„Sicherheit & Geheimnis in der Demokratie“. Geheimdienste in der Bundesrepublik seit 1945 im transatlantischen Kontext

CONSTANTIN GOSCHLER (Bochum)
Einführung und Moderation

MICHAEL WALA (Bochum)
Transatlantische Sicherheitsarchitektur im frühen Kalten Krieg. CIA, CIC und Bundesamt für Verfassungsschutz

KLAUS-DIETMAR HENKE (Dresden)
Geheimdienstwissen als politische Ressource. Der BND als Werkzeug der Kanzlerdemokratie

CONSTANTIN GOSCHLER (Bochum)
„Epistemologie der Feindschaft“ ? Nachrichtendienstliches Wissen und Gefahrenkonstruktion im Verfassungsschutz (1950-1975)

ANNA DAUN (Köln)
Bedrohungswahrnehmung von Individuen, Organisationen und Öffentlichkeiten in Demokratien

Abstract:
In jüngerer Zeit wendet sich die zeithistorische Forschung verstärkt den geheimen Nachrichten­diensten in der Bundesrepublik zu. Mehrere Forschungsprojekte widmen sich so gegenwärtig unter anderem der Geschichte des Bundesnachrichtendienstes und des Bundesamtes für Verfassungsschutz. In dieser Sektion soll die Geschichte der Geheimdienste in der Bundes­republik aber nicht nur als Nachgeschichte des Nationalsozialismus oder Folge des Kalten Krieges, sondern vor allem als Vorgeschichte des nach wie vor aktuellen Spannungsverhältnisses von Sicherheit und Geheimnis in der Demokratie diskutiert werden.

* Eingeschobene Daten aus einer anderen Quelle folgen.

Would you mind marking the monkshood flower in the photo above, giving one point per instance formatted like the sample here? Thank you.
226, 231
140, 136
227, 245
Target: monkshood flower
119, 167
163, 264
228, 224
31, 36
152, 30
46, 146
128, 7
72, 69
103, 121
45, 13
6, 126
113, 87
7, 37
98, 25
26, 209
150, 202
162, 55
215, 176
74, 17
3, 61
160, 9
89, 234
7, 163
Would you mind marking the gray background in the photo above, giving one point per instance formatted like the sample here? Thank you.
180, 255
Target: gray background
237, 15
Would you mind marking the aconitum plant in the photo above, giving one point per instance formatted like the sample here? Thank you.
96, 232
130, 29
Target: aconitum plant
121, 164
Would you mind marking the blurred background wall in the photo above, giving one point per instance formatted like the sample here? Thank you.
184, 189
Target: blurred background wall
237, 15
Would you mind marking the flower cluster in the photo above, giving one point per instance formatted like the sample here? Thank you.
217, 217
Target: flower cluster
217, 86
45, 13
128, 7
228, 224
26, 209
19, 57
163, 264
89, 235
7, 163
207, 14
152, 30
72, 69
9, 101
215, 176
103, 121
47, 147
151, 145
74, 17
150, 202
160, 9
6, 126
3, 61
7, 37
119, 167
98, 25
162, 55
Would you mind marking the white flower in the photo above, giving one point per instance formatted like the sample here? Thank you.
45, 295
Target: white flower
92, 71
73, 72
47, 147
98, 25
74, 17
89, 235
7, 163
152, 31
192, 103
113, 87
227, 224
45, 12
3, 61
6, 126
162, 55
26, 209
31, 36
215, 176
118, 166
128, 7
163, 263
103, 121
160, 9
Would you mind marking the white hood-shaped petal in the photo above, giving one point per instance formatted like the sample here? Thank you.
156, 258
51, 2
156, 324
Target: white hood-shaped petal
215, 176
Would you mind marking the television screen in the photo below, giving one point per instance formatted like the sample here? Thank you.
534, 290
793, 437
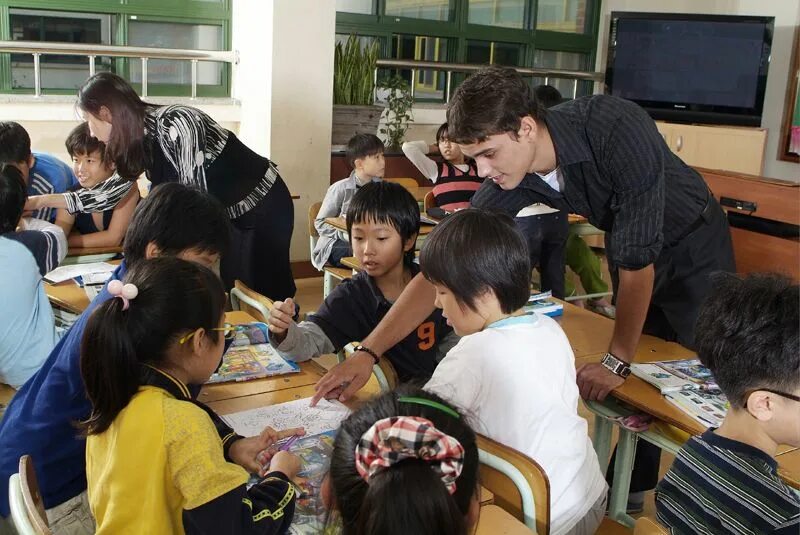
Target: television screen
691, 68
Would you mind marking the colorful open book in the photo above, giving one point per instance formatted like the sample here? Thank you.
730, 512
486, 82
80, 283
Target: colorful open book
251, 357
688, 385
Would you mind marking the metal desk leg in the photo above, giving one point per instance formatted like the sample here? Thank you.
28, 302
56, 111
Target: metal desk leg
623, 466
602, 440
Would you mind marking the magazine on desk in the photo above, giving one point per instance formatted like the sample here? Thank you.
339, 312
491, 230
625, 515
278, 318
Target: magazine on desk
251, 357
688, 385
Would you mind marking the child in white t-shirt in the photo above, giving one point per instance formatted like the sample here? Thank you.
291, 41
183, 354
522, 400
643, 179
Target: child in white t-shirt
513, 371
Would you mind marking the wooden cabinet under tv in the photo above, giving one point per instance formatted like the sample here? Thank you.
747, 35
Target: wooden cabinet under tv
729, 148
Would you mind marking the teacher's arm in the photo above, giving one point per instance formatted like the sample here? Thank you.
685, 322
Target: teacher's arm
413, 306
634, 161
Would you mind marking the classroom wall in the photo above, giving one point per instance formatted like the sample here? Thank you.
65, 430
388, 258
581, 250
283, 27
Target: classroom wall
787, 18
285, 86
49, 122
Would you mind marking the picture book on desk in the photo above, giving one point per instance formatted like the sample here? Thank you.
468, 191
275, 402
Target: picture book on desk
676, 375
314, 449
543, 304
249, 357
707, 407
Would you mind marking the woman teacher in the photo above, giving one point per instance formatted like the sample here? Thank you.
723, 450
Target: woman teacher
179, 143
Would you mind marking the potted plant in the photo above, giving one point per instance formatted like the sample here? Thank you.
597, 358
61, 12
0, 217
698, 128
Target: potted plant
397, 114
354, 90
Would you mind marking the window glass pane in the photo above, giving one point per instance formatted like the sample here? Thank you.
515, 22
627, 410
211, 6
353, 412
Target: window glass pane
494, 53
355, 6
176, 35
57, 71
505, 13
561, 15
428, 84
562, 60
419, 9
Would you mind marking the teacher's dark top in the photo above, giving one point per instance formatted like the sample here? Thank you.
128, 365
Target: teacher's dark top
185, 145
619, 173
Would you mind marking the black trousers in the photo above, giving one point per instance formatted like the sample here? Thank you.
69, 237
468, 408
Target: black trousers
260, 240
681, 283
546, 235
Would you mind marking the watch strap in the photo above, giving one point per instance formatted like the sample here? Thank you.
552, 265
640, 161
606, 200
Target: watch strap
370, 352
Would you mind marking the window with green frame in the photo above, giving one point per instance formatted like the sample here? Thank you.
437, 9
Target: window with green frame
147, 23
559, 34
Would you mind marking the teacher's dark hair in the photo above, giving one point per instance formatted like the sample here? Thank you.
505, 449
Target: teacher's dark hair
175, 298
498, 258
13, 195
177, 218
409, 497
125, 146
491, 101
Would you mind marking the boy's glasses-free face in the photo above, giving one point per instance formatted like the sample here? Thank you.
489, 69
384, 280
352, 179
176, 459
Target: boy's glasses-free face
228, 331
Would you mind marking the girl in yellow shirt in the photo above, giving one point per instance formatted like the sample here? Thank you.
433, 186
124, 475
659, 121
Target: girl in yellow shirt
154, 461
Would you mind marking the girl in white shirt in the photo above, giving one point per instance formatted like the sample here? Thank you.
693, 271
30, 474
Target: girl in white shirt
513, 371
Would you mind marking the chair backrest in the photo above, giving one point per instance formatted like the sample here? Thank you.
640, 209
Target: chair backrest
408, 183
519, 484
250, 301
25, 501
313, 235
429, 201
648, 526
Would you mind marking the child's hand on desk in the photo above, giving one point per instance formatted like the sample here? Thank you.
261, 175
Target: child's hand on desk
286, 463
595, 381
344, 379
280, 317
253, 453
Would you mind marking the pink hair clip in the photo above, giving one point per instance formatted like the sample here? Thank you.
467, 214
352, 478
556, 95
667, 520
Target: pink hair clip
126, 292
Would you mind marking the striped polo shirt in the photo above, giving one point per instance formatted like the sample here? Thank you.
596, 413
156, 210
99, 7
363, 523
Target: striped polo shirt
719, 485
454, 188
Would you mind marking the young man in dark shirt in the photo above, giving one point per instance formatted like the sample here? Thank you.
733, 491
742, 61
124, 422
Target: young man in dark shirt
383, 223
603, 158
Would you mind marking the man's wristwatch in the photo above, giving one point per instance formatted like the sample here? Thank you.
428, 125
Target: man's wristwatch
616, 366
368, 351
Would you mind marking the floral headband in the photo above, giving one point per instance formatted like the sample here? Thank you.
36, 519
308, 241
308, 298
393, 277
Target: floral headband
126, 292
396, 439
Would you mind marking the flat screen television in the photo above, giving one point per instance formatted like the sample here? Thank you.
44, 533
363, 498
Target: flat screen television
709, 69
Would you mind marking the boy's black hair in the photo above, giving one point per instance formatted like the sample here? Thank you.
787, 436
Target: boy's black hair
362, 145
80, 141
175, 298
15, 143
388, 203
13, 195
547, 95
441, 133
409, 497
747, 334
492, 101
175, 218
496, 258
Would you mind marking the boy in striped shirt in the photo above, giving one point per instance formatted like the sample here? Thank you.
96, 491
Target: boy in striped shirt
726, 480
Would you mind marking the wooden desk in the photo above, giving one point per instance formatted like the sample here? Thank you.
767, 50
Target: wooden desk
68, 295
339, 223
496, 521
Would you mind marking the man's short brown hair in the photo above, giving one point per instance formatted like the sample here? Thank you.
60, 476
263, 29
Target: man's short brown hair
491, 101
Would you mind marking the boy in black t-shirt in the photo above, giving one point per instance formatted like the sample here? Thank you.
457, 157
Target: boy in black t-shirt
383, 223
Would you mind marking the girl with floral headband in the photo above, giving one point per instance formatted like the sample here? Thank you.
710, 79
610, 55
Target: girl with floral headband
154, 461
405, 462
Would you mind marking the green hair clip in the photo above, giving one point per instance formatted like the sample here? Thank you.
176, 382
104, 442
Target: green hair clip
429, 403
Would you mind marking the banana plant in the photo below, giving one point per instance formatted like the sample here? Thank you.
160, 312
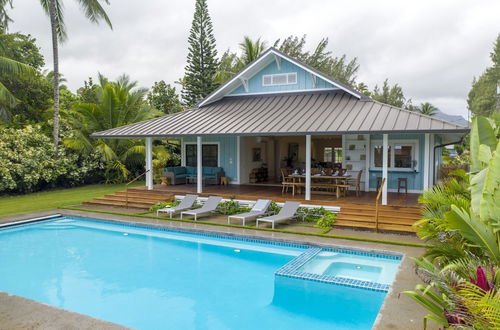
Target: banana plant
475, 301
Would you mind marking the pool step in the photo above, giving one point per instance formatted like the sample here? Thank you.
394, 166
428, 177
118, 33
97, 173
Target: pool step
142, 199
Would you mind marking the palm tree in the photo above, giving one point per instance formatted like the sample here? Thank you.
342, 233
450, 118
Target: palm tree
120, 103
427, 109
54, 9
11, 67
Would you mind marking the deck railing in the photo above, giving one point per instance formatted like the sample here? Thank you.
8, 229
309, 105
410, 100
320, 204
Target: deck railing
128, 184
377, 203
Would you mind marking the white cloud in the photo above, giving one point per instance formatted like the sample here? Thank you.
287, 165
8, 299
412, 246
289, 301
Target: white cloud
432, 49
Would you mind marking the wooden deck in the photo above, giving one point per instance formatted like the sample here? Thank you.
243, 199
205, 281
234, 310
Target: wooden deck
274, 192
359, 212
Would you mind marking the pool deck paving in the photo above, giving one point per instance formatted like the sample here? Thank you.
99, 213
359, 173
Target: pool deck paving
397, 312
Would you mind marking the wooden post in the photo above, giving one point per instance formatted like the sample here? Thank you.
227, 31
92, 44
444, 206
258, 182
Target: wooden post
385, 165
308, 167
199, 166
426, 160
149, 163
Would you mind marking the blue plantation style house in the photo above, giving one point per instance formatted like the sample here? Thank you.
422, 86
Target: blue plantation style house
280, 113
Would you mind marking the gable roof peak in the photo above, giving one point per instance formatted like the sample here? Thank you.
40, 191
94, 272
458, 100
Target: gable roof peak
259, 63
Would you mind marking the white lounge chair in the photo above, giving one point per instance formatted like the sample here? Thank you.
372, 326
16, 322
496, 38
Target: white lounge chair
207, 208
185, 204
287, 212
258, 209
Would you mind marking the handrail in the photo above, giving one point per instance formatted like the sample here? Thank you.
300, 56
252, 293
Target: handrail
126, 186
376, 203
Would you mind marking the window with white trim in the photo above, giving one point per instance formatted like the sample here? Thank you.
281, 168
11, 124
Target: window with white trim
401, 155
279, 79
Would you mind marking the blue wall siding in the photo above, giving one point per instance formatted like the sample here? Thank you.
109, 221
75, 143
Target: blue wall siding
415, 179
304, 80
227, 152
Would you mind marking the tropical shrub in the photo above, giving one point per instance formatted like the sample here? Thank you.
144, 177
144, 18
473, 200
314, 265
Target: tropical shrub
464, 276
161, 205
322, 217
30, 164
231, 207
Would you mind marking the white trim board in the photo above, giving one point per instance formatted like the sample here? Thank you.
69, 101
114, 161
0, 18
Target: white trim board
415, 154
183, 160
410, 191
285, 92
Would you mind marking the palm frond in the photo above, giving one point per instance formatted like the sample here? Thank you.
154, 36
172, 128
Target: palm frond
94, 11
59, 17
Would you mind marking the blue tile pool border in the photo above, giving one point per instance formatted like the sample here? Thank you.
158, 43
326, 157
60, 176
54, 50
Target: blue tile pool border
291, 270
227, 236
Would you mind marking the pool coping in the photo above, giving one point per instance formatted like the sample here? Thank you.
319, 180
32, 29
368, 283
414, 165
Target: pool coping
389, 315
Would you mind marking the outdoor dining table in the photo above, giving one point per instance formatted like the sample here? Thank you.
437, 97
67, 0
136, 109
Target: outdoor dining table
296, 178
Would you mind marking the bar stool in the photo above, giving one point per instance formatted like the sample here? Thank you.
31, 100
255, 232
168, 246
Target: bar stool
403, 183
379, 182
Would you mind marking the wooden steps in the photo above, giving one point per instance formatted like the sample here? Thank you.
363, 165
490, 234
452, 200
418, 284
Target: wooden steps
137, 198
393, 218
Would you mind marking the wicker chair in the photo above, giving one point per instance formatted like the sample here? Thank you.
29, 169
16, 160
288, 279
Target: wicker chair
286, 182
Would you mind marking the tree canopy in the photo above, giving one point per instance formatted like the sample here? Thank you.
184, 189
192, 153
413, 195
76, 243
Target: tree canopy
482, 99
202, 62
164, 97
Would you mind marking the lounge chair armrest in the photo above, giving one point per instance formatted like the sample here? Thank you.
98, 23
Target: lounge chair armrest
300, 214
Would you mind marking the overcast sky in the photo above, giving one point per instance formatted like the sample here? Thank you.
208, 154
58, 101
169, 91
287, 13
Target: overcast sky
433, 49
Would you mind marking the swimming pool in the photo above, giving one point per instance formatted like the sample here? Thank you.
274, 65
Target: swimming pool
150, 278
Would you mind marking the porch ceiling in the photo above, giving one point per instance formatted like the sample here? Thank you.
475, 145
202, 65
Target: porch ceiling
314, 113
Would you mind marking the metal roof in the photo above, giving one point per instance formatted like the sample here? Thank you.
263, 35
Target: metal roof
312, 113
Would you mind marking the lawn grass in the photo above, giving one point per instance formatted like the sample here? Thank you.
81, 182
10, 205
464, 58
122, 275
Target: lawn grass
53, 199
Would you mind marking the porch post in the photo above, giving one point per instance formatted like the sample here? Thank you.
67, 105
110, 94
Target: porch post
385, 165
432, 164
238, 159
199, 166
308, 167
367, 162
149, 163
425, 168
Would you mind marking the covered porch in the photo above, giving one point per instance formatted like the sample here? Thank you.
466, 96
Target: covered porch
256, 165
274, 192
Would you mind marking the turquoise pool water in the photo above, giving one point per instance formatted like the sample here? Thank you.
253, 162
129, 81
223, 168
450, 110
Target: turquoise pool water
153, 279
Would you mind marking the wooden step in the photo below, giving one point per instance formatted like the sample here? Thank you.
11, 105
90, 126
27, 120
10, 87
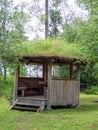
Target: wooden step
25, 108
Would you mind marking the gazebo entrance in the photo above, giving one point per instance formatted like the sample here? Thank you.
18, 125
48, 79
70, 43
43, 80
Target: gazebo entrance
47, 88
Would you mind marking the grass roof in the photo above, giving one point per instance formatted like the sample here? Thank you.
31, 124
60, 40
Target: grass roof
50, 47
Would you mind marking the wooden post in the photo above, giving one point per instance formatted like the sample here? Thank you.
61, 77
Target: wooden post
46, 19
49, 85
45, 71
16, 83
71, 70
78, 73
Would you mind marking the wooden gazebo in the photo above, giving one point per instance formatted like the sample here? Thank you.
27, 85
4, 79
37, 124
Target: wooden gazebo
47, 91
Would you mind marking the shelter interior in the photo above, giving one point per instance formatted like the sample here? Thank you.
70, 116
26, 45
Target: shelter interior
53, 79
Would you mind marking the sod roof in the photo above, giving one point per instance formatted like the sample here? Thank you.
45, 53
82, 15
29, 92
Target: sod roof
50, 49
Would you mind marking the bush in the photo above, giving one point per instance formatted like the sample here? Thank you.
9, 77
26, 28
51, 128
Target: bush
6, 88
92, 90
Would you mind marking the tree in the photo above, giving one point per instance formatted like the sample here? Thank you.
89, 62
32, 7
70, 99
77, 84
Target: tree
10, 33
46, 18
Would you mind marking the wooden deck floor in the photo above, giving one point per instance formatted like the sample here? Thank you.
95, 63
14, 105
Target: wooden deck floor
34, 98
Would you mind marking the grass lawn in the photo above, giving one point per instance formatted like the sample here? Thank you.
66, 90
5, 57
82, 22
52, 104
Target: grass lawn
85, 117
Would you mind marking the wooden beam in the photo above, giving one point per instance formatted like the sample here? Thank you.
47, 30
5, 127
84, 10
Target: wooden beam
49, 85
16, 83
45, 76
71, 71
78, 73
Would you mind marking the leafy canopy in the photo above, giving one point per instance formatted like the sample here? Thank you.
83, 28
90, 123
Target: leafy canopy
50, 47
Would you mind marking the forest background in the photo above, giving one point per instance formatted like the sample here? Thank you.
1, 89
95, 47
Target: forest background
63, 23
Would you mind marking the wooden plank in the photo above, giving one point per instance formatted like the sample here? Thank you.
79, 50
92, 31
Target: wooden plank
71, 70
65, 92
78, 73
49, 85
16, 79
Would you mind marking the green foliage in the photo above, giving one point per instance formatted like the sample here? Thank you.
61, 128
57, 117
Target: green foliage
92, 90
50, 47
84, 117
6, 88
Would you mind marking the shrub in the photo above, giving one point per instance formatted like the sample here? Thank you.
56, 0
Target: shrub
6, 88
92, 90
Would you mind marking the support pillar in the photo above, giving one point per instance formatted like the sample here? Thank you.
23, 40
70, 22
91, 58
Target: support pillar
49, 85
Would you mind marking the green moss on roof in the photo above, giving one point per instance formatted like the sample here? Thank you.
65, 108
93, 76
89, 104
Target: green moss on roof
50, 47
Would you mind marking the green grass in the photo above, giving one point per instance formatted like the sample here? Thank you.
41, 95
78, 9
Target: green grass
85, 117
50, 47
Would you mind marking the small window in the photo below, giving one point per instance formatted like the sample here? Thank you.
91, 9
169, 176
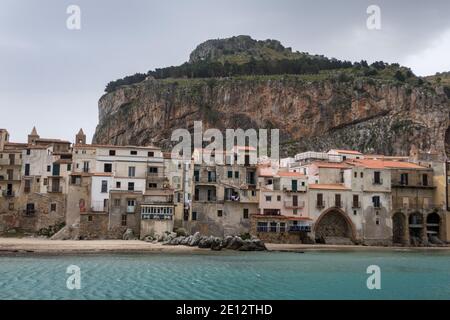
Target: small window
107, 167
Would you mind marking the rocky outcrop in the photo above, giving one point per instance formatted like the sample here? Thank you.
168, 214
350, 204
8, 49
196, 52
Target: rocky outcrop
376, 117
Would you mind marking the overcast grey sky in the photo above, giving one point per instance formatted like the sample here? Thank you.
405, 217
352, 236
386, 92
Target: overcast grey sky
52, 77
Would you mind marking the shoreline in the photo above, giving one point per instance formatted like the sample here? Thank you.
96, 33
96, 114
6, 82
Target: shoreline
41, 245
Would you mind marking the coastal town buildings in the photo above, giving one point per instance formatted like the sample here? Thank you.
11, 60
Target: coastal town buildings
108, 191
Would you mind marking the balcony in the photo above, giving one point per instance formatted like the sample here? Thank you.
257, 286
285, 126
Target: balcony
377, 181
291, 204
8, 193
54, 189
320, 204
356, 204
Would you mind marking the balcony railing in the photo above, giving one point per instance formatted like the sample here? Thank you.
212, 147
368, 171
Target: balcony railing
320, 204
8, 193
53, 189
356, 204
377, 181
291, 204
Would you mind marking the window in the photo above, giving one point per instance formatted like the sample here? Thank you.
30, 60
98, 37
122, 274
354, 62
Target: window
211, 176
261, 227
273, 227
27, 187
356, 201
376, 201
196, 176
104, 186
377, 177
337, 200
425, 180
245, 213
320, 203
152, 170
404, 179
107, 167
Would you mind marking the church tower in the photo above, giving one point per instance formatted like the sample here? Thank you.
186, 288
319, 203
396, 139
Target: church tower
33, 136
80, 138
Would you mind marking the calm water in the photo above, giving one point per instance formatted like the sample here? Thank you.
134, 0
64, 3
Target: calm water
228, 275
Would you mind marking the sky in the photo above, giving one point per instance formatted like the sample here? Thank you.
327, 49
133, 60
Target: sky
52, 77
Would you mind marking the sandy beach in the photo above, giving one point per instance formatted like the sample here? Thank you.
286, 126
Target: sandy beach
41, 245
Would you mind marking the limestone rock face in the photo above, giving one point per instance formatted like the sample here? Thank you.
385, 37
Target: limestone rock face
373, 116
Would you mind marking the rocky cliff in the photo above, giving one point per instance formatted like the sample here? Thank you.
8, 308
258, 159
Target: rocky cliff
313, 112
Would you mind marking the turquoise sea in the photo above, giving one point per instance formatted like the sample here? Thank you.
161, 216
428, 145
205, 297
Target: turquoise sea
228, 275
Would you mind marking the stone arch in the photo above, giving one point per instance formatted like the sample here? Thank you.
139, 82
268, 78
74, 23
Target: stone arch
399, 228
433, 224
415, 226
334, 223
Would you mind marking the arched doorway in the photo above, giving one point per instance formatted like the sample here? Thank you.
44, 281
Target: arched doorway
415, 227
399, 228
333, 224
433, 224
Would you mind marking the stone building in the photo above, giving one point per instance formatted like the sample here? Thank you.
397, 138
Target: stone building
225, 195
112, 186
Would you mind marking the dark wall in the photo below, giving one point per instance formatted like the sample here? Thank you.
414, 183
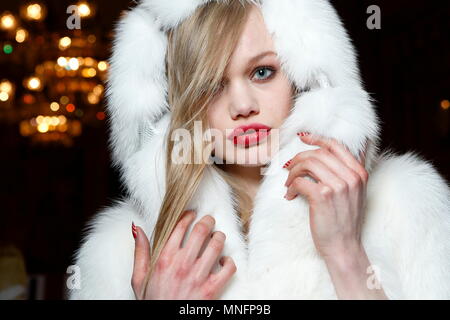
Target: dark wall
48, 193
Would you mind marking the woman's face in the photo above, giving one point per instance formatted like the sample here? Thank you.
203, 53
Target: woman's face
254, 91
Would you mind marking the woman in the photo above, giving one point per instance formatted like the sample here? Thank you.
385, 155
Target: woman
316, 227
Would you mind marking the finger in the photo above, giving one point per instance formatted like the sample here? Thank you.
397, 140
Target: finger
200, 232
141, 260
218, 280
174, 242
335, 164
319, 171
302, 186
363, 154
338, 149
210, 255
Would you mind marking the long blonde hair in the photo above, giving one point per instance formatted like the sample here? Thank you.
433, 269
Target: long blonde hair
198, 52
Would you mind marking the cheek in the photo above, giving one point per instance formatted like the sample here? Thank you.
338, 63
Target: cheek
280, 99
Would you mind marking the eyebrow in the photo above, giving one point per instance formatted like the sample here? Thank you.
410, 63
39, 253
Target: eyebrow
259, 56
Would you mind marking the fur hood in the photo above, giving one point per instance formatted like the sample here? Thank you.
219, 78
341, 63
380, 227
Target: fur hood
406, 231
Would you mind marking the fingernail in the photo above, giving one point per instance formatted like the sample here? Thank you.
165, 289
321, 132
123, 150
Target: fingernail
133, 230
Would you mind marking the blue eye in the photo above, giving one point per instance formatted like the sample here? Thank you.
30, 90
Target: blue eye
261, 72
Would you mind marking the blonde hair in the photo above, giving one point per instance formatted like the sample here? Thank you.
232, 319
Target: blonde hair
198, 52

Im Mittelpunkt der Vorträge steht die Gegensätzlichkeit von staatlicher Sicherheitsproduktion und behördlicher Geheimniskultur einerseits und demokratischen Partizipationsansprüchen und gesellschaftlichen Forderungen nach Öffentlichkeit andererseits. Die Beschäftigung mit diesem bisher weitgehend verborgenen Arkanbereich der Geschichte der Bundesrepublik erschließt ein neues zeithistorisch hochrelevantes Themenfeld.
Unsere Sektion wird sich diesem Themenfeld über die politische Geschichte und die Geschichte der internationalen Beziehungen nähern. Ausgehend von der Zeit des Kalten Krieges werden die grundsätzlichen Veränderungen in der sich daran anschließenden Epoche untersucht und mit Aspekten der Wissensgeschichte in einem doppelten Zugriff verbunden: Erstens geht es um das Spannungsverhältnis von Sicherheit und Gefahr. Aus dieser Perspektive sollen die bundesdeutschen Inlands- und Auslandsnachrichtendienste nach 1945 als Orte der Sicherheits- und Gefahrenproduktion wie auch der Sicherheits- und Gefahrenkommunikation betrachtet werden. Ein zweiter damit eng verbundener Aspekt betrifft das Spannungsverhältnis von Öffentlichkeit und Geheimnis. Hier geht es um den Konflikt zwischen dem Selbstverständnis der Nachrichtendienste als Produzenten eines für die Souveränität des modernen Staates notwendigen Arkanwissens und dem Anspruch demokratischer Gesellschaften auf Öffentlichkeit und Kontrolle dieser Wissensproduktion und seiner Methoden.

English Version:
Contemporary history only recently started investigating intelligence agencies in the Federal Republic of Germany. Currently, two research projects are devoted to the history of the Federal Intelligence Service and the Federal Office for the Protection of the Constitution. This section will discuss the history of intelligence agencies in the Federal Republic as a post-“Third Reich” history and as part of the Cold War, as well as a seminal part of the prehistory of the Federal Republic thus also addressing the contemporary dichotomy of security and arcanum in liberal democracies. The focus of the papers will be on the conflict of governmental security production and administrative cultures of secrets on the one hand and democratic expectations for participation and societal insistence on public assessment of secret knowledge on the other. Recently granted access to hitherto unavailable sources will shed light on this so-far mostly neglected aspect of the history of the Federal Republic, thus opening up a new and highly relevant field of inquiry for historical research.
Our panel will put this field of investigation both in the perspective of political history and of the history of international relations. Starting with Cold War history, the fundamental developments of the following decades will be discussed, and in combination with aspects of history of knowledge a double approach shall be proposed: West German internal and external intelligence agencies after 1945 will be analyzed as places both of production and communication of security and risks, addressing the tension between safety and danger. Closely related is the contrariness of arcanum and public knowledge, the conflict between the self-conception of intelligence agencies as producers of security by utilization of secret knowledge and methods held to be essential for the sovereignty of the modern state, and the expectation of liberal democratic societies to publically assess and control this arcanum.